COVID-19: Shining a light on sustainability
Society has the tools to become fully sustainable, says Dan Wells CA, partner at Foresight Group, but it won’t happen without the engagement of investors on a global scale
Think about investment as a spectrum. At one end you have philanthropy, at the other you’ve got purely financial investment. Somewhere in the middle is impact investing, which isn’t purely driven by profit and can deliver real value for the environment. It is also a very good strategy in terms of risk-adjusted return.
My work involves raising money from institutional investors, pension funds and insurance funds, and then investing that money into infrastructure and assets that generate a good financial return and also contribute to benchmarks such as the UN Sustainable Development Goals and offer wider non-financial benefits. To do that successfully, you have to understand the long-term trends shaping society. We wrap investment programmes around global trends such as decarbonisation of the power system and sustainable agriculture.
Impact versus ESG
It is important to distinguish impact investing from environmental, social and governance (ESG) concerns. I spend a lot of time with pension funds and insurance firms which are under pressure to have an ESG policy, but it tends to be a compliance-led approach. Consider the following choice: you can invest in a coal-fired power plant that has some written policies in place – for instance labour practices – or you can invest in a wind farm, which has none because it doesn’t employ anyone. Under some methodologies, the coal plant might get a better ESG score on “social” indicators while the wind farm is, in reality, much more consistent with a sustainable investment strategy.
I advocate for investment programmes that have a genuine sustainable impact rather than trotting out an ESG-friendly policy. Ask yourself what you are trying to achieve through impact investing. Is it motivated by improving your reputation or do you genuinely want to create impact? Once you understand what your objectives are, you can clearly define how you view those terms and then set your business structure around them.

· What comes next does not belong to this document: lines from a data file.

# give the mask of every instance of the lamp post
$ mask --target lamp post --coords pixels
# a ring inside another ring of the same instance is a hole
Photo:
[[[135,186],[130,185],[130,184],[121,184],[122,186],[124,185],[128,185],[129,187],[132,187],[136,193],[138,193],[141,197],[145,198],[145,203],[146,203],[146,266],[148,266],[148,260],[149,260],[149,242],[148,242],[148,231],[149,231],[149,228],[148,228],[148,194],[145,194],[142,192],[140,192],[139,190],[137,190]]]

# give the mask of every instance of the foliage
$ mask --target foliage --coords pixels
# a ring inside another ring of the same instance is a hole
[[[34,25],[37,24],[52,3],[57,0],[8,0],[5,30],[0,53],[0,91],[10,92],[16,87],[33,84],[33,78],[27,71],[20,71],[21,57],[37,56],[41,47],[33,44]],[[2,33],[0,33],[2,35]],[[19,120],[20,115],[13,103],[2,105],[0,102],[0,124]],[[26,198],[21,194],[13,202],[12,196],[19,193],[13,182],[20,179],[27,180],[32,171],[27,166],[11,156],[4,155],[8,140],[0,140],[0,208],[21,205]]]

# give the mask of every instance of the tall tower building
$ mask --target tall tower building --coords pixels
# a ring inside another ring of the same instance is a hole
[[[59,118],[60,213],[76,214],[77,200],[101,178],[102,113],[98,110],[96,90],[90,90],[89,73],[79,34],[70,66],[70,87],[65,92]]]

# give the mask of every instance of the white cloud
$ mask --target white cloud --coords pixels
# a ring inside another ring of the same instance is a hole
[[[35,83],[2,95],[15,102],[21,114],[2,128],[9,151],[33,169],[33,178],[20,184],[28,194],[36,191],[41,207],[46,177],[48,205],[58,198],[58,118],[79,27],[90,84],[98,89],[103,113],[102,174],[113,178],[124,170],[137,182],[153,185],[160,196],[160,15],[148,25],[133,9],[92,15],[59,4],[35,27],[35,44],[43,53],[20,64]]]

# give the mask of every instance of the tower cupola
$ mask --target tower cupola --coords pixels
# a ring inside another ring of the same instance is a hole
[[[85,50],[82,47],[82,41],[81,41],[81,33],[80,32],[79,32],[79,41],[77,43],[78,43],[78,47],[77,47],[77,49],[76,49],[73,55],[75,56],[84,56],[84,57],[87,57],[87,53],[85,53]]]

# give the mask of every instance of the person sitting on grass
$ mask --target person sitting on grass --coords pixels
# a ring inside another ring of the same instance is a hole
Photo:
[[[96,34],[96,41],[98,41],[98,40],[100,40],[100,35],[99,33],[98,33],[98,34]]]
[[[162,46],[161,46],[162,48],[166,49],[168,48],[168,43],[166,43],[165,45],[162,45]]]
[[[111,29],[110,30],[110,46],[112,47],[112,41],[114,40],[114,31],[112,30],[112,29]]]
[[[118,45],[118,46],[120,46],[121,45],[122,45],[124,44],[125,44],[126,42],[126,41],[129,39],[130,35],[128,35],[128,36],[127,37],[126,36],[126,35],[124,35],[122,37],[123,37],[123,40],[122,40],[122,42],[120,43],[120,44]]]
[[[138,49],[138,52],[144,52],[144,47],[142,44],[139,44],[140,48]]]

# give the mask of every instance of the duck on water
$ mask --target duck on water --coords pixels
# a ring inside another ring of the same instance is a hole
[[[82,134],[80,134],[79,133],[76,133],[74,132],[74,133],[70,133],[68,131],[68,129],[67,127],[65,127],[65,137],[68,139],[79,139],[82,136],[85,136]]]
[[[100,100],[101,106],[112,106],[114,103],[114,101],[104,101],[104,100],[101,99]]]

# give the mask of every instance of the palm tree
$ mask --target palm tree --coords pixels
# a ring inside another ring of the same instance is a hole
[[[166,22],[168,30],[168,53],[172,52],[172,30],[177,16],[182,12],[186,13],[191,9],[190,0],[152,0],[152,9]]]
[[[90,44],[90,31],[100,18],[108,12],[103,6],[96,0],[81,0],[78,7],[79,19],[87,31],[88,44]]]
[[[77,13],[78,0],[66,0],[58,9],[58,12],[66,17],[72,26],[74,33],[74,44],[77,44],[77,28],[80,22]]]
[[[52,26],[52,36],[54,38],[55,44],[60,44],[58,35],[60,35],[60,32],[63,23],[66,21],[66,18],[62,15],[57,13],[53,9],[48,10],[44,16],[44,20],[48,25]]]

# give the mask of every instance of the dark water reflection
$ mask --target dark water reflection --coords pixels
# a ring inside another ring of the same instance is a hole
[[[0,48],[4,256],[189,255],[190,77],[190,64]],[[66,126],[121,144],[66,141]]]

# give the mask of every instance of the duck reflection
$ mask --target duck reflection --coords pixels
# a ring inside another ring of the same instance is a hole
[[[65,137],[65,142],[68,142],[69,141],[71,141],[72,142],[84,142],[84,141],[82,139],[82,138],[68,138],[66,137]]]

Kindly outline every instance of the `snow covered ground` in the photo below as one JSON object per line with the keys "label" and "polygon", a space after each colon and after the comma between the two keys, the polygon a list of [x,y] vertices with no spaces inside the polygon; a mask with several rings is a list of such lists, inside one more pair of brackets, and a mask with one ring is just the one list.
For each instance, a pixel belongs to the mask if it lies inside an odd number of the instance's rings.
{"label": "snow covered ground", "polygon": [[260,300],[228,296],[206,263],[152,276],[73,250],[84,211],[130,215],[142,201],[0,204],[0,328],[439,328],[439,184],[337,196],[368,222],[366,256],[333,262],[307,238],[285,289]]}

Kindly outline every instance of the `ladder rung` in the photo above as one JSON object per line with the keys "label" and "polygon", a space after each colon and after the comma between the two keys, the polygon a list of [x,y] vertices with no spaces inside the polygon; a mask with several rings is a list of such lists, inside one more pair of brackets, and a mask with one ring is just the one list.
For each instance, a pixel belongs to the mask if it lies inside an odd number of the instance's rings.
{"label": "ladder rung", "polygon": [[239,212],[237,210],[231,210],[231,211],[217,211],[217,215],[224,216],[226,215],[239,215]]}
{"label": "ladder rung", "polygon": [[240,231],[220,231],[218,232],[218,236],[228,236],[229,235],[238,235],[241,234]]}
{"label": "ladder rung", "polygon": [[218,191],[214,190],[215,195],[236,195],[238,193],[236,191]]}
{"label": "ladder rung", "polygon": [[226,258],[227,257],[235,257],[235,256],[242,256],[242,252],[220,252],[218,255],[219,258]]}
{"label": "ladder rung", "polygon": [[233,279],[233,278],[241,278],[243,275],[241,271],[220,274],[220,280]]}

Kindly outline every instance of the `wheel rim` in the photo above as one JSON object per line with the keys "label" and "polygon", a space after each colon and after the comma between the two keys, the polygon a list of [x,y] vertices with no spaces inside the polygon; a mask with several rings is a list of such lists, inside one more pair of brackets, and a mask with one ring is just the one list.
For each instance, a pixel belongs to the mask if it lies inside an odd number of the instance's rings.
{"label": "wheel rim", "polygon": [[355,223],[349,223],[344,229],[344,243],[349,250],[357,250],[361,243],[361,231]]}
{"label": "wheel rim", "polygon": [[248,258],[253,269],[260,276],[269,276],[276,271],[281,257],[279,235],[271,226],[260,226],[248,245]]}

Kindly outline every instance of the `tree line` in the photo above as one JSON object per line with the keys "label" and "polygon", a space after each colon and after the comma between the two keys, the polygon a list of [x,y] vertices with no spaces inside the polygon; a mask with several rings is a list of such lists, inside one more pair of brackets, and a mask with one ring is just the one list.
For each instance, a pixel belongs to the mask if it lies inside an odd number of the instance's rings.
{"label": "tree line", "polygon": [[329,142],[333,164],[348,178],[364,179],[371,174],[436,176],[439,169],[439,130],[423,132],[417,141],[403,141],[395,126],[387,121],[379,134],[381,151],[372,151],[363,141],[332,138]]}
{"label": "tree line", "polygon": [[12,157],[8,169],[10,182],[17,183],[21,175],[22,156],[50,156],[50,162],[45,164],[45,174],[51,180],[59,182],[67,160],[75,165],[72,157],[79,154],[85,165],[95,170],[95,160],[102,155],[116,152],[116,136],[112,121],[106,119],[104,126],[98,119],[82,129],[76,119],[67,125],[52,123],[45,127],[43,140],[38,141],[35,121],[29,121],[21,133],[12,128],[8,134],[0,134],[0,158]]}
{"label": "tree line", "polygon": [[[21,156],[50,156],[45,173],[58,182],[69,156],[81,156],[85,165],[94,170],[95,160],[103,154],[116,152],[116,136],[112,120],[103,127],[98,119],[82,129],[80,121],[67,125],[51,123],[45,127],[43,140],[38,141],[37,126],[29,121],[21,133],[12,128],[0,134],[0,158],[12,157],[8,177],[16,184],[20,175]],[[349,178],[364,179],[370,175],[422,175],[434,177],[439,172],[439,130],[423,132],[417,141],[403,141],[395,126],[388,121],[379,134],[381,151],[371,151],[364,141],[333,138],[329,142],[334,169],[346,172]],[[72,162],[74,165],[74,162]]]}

We already have the technology that we need to transition to a society that can maintain quality of life without compromising the natural world, but actually restoring it. We can produce food from smaller areas, such as vertical farms, and we are freeing up land to be reforested and rewilded. However, we have to put finance to work at scale and that will only happen through institutional investors and insurance funds – the biggest owners of capital in the world – having long-term sustainable investment programmes.
Power of perception
People outside of the energy sector may not know that over the past two years, the cost of renewables has fallen so much that it is now the cheapest and “best” form of energy generation. Electric vehicles are far more efficient when it comes to energy conversion than petrol engines, and countries with lower levels of pollution are more resilient to health issues. A recent report from the International Renewable Energy Agency stated that transforming the energy system “could boost cumulative global GDP gains above business-as-usual by $98trn (£79trn) between now and 2050”.
The environment has become a polarising issue – either you’re wrong and the problem doesn’t exist or you’re not doing enough to save the planet. Let’s take judgement out of the equation and think about the huge opportunity that has been presented in recent months. If there’s a positive to be taken from the Covid-19 pandemic, it’s that a light has been shone on what we need in terms of infrastructure to have a resilient economy. By putting capital to work in the right ways, we can get the economy back to work and build the infrastructure required for a genuinely sustainable economy.
This article first appeared in the July/August 2020 issue of CA magazine.